Ben Nassi, who leads the Adversarial Minds research group at Tel Aviv University and is an author of the paper, said the research has practical stakes. Systems that store and incorporate new data from the internet into every inference may be vulnerable to retrieval independent persistence, he told Information Security Media Group. Systems that activate memory based on relevance to a user’s query face the dependent form.
A computer worm targeting generative AI applications documented in March 2024 demonstrated an attack traversing all five stages. The “Morris II” worm targeted AI-powered email assistants, self-replicating by embedding copies of malicious instructions into outgoing emails and spreading from user to user. A demonstration showed ChatGPT could be turned into a remotely controlled agent – the paper calls these instances “ZombAI” – by writing instructions into its long-term memory that directed the model to fetch updated commands from an attacker-controlled GitHub page. That case became the first confirmed instance of what the paper terms “promptware-native command and control,” meaning the attacker’s ongoing direction of a compromised system operated entirely through the model’s prompt layer, without conventional malware infrastructure underneath it.
AI coding assistants emerged as a prominent promptware target, since these tools execute code and often hold developer credentials.

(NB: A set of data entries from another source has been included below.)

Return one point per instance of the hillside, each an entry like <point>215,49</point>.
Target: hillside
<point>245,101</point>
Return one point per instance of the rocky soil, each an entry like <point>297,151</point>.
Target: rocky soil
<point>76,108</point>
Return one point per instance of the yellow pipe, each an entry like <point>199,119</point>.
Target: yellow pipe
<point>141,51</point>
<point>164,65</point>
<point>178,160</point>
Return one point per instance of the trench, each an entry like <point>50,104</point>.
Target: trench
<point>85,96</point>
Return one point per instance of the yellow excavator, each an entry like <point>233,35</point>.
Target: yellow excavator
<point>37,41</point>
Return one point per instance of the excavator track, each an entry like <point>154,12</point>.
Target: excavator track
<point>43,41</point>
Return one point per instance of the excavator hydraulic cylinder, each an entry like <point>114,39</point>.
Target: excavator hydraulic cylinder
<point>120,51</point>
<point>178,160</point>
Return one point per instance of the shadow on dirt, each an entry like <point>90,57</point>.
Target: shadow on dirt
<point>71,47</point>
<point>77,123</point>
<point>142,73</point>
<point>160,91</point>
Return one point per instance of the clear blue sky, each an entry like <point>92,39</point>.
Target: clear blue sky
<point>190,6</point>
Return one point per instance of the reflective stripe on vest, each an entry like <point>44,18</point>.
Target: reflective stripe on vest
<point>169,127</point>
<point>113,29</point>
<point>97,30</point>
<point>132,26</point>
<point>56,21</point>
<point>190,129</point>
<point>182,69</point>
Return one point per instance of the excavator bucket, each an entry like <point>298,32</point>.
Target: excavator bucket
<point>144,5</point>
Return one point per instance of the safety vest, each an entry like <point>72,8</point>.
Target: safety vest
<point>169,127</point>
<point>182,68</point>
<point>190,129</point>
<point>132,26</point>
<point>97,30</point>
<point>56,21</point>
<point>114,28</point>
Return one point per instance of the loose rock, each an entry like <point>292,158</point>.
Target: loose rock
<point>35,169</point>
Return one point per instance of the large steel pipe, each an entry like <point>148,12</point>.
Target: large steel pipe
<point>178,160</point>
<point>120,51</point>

They drew seven of the 21 attacks documented in 2025 and so far in 2026. A flaw in GitHub Copilot, tracked as CVE-2025-53773, allowed remote code execution through a prompt injection attack.
Paper authors criticize the AI industry’s response to this new class of attacks. “The primary problem, in my opinion, is that people are under the perception that prompt injections could be mitigated with better classifiers instead of assuming that prompt injection will occur and preventing it with security in-depth for each step of the kill chain,” Nassi said.
The authors reviewed more than 20 categories of defensive measures and found that reconnaissance, one of the seven stages, currently has no dedicated mitigations at all. Defenses offering the strongest prevention tend to impose the steepest usability costs, a tradeoff with no clean resolution.
Nassi said it’s likely attackers will find a way to automate promptware attacks “in the near future.”